Singaraja, Ditjen Vokasi - Salah satu indikator keberhasilan sebuah SMK dapat dilihat dari keberadaan teaching factory (Tefa) dengan produk unggulannya. Salah satunya adalah seperti Tefa SMKN 3 Singaraja, Bali yang berhasil membuat aneka produk unggulan yang sudah dijual ke masyarakat. Salah satu produk terbaru adalah mesin pengupas kulit kopi. Mesin pengupas kulit kopi ini bahkan sudah dipasarkan hingga ke luar Bali untuk membantu para petani kopi maupun industri kecil dan menengah (IKM) olahan kopi di wilayah Nusa Tenggara Barat (NTB) dan Nusa Tenggara Timur (NTT).


Proses pemisahan kulit dari biji kopi merupakan tahap awal dari pengolahan buah kopi pasca panen sebelum biji kopi dikeringkan. Sebagai salah satu negara penghasil kopi terbesar keempat di dunia, para petani kopi maupun IKM olahan kopi di Indonesia tentu sangat membutuhkan keberadaan alat pengupas kulit kopi ini untuk membantu memudahkan proses tersebut.
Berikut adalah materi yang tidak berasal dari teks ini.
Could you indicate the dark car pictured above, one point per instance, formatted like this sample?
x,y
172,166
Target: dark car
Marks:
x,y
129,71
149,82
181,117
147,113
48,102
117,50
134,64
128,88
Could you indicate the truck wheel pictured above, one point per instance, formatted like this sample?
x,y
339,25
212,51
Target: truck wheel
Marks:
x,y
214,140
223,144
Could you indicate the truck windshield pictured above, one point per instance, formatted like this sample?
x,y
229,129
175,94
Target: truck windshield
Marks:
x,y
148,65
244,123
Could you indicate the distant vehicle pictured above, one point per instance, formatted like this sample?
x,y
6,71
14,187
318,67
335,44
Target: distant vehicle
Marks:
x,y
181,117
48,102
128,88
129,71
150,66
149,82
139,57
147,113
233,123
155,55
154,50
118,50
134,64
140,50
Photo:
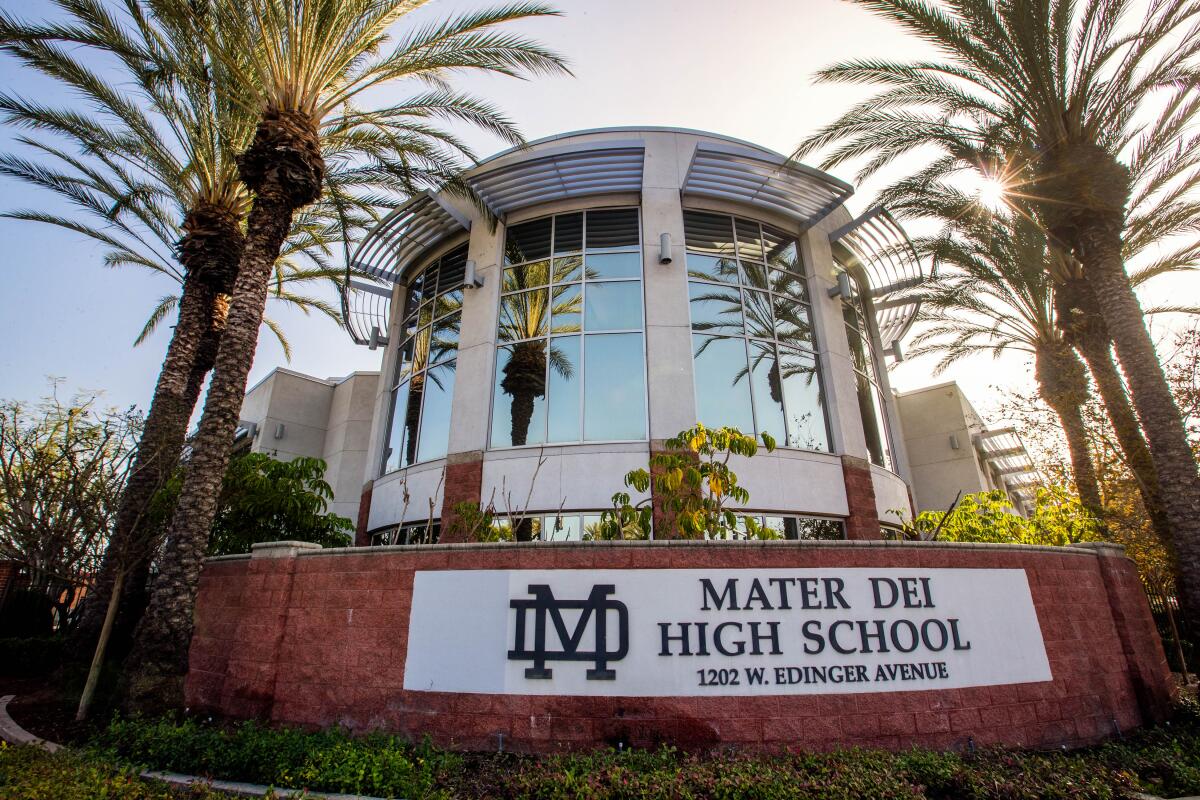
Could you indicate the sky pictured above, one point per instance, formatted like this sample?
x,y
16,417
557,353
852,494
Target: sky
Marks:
x,y
743,70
Kebutuhan akan mesin pengupas kulit kopi juga semakin dirasakan mengingat produksi kopi Indonesia yang cukup tinggi. Berdasarkan data BPS tahun 2020, produksi kopi Indonesia mencapai 762 ribu ton, di mana sekitar 99,33 persennya berasal dari perkebunan rakyat.  Sementara itu, jumlah unit usaha IKM olah kopi di Indonesia hingga tahun 2019 saja sudah ada sekitar 1.204 unit.
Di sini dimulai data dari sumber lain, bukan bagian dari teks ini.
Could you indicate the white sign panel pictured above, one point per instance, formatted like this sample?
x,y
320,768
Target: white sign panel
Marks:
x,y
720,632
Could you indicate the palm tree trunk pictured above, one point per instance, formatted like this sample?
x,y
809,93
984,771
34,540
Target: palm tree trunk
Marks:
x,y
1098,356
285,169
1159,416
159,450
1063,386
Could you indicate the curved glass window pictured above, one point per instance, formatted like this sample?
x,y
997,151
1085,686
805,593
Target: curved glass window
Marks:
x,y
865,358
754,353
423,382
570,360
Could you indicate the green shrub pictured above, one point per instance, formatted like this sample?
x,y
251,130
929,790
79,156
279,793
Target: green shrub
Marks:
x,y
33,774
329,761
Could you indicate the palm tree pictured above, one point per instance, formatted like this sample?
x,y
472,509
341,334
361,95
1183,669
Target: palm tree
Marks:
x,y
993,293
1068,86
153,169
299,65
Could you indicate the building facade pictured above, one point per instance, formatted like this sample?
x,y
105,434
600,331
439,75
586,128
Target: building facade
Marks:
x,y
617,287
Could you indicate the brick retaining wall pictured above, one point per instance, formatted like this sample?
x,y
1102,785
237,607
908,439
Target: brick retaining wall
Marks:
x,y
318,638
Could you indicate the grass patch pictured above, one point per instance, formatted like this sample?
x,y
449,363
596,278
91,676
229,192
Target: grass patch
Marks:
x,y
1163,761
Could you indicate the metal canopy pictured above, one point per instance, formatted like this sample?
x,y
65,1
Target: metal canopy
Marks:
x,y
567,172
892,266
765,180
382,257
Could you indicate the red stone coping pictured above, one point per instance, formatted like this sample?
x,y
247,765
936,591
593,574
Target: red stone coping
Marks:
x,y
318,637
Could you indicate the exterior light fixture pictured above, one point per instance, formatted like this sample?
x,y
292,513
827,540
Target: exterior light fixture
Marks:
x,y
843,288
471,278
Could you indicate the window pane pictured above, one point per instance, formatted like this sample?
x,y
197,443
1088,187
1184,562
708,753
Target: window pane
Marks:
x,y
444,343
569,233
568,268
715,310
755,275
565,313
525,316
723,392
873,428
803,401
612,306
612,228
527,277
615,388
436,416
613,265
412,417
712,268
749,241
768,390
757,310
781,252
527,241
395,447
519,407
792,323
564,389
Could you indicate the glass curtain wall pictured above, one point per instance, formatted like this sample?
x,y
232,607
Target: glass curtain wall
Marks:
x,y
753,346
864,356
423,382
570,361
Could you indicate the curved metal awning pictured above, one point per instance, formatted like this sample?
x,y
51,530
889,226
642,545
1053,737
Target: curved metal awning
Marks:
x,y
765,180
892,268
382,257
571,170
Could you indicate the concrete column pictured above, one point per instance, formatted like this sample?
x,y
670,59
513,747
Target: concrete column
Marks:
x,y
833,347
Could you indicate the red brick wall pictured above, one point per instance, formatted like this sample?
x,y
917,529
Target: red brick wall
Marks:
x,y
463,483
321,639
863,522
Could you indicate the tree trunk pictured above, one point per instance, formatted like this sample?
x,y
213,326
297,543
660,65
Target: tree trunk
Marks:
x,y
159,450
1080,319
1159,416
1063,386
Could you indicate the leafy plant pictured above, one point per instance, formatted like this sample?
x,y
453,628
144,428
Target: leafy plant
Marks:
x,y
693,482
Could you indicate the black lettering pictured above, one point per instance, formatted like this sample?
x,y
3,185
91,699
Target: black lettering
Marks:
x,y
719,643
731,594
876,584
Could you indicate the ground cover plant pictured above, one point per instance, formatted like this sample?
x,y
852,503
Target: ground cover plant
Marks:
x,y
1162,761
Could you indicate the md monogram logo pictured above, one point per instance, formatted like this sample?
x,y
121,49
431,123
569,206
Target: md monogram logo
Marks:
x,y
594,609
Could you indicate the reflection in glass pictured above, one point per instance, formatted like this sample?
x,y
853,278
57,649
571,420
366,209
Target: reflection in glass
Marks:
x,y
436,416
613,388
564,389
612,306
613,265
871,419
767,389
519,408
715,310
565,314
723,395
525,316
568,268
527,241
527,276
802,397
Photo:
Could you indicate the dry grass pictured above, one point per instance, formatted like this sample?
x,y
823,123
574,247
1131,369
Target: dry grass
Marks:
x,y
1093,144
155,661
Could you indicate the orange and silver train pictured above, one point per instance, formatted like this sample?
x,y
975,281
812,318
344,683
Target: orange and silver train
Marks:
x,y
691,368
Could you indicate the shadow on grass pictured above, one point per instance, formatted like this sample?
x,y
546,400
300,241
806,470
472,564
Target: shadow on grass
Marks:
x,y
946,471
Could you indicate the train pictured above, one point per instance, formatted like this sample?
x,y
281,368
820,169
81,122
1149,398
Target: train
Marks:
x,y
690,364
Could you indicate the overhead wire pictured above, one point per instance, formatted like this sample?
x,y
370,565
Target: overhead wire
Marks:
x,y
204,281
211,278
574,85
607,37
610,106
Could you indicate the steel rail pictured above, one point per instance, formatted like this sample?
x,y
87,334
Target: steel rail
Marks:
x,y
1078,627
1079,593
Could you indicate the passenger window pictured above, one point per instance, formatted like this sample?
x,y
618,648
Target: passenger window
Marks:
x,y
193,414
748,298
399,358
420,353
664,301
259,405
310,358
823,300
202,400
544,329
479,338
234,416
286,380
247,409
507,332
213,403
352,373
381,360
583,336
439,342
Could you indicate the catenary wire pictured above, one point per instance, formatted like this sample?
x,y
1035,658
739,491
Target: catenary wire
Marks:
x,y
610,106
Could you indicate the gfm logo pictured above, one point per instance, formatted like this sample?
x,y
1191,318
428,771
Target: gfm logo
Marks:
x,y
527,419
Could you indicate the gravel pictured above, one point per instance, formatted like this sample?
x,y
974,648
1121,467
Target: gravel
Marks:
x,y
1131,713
Keberadaan alat dapat membantu IKM olah kopi dan para petani kopi  untuk menghemat waktu dan tenaga sehingga pengolahan kopi menjadi lebih efisien. Hal tersebut sebagaimana dirasakan oleh Edi, salah satu petani kopi di Pulau Bali.
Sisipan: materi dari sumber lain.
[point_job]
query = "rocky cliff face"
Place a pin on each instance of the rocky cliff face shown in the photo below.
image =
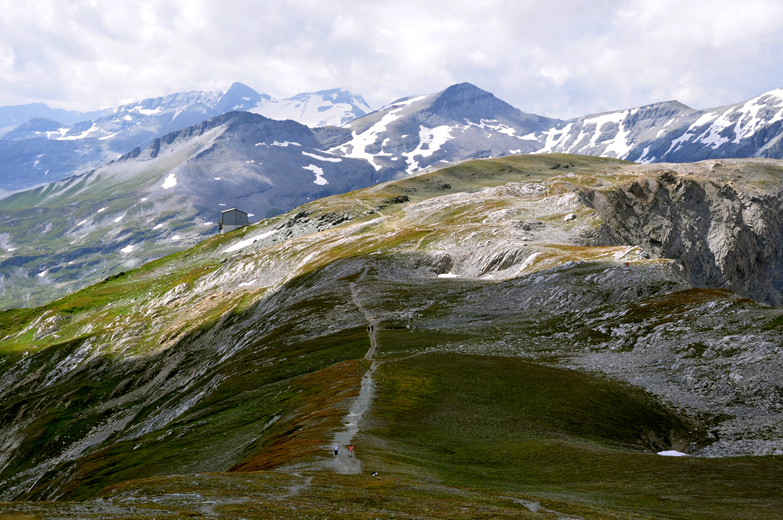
(723, 230)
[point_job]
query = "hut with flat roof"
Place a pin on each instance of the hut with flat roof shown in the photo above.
(232, 219)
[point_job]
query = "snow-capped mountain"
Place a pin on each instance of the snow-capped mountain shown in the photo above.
(335, 107)
(673, 132)
(44, 150)
(459, 122)
(464, 121)
(13, 116)
(165, 198)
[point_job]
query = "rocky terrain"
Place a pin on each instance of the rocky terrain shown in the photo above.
(643, 293)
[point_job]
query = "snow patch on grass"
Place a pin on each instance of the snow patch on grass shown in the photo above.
(244, 243)
(319, 174)
(314, 156)
(169, 182)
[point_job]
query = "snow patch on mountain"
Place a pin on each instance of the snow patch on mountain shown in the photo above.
(430, 141)
(319, 174)
(320, 158)
(357, 146)
(169, 182)
(335, 107)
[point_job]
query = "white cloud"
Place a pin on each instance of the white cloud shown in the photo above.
(558, 58)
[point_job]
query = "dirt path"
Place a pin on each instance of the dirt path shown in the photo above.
(343, 463)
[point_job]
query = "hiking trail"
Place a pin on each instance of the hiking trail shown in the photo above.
(343, 463)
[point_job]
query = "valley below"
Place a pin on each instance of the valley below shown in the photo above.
(518, 337)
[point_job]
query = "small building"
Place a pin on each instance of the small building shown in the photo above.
(232, 219)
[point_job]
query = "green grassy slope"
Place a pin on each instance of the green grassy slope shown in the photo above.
(493, 391)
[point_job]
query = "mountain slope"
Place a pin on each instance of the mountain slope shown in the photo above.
(675, 133)
(512, 349)
(71, 233)
(45, 150)
(335, 107)
(460, 122)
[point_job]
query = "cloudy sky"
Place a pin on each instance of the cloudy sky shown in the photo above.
(559, 58)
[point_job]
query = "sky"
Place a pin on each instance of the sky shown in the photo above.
(557, 58)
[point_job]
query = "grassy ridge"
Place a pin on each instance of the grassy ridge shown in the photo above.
(510, 426)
Menurut Edi, para petani biasanya membutuhkan waktu sekitar setengah jam untuk memisahkan 1 kilogram biji kopi dari kulitnya sampai benar-benar bersih. Akan tetapi, setelah adanya mesin pengupas kulit kopi buatan SMKN 3 Singaraja, proses pemisahan kulit dan biji kopi ini menjadi lebih singkat, yakni hanya lima menit saja. 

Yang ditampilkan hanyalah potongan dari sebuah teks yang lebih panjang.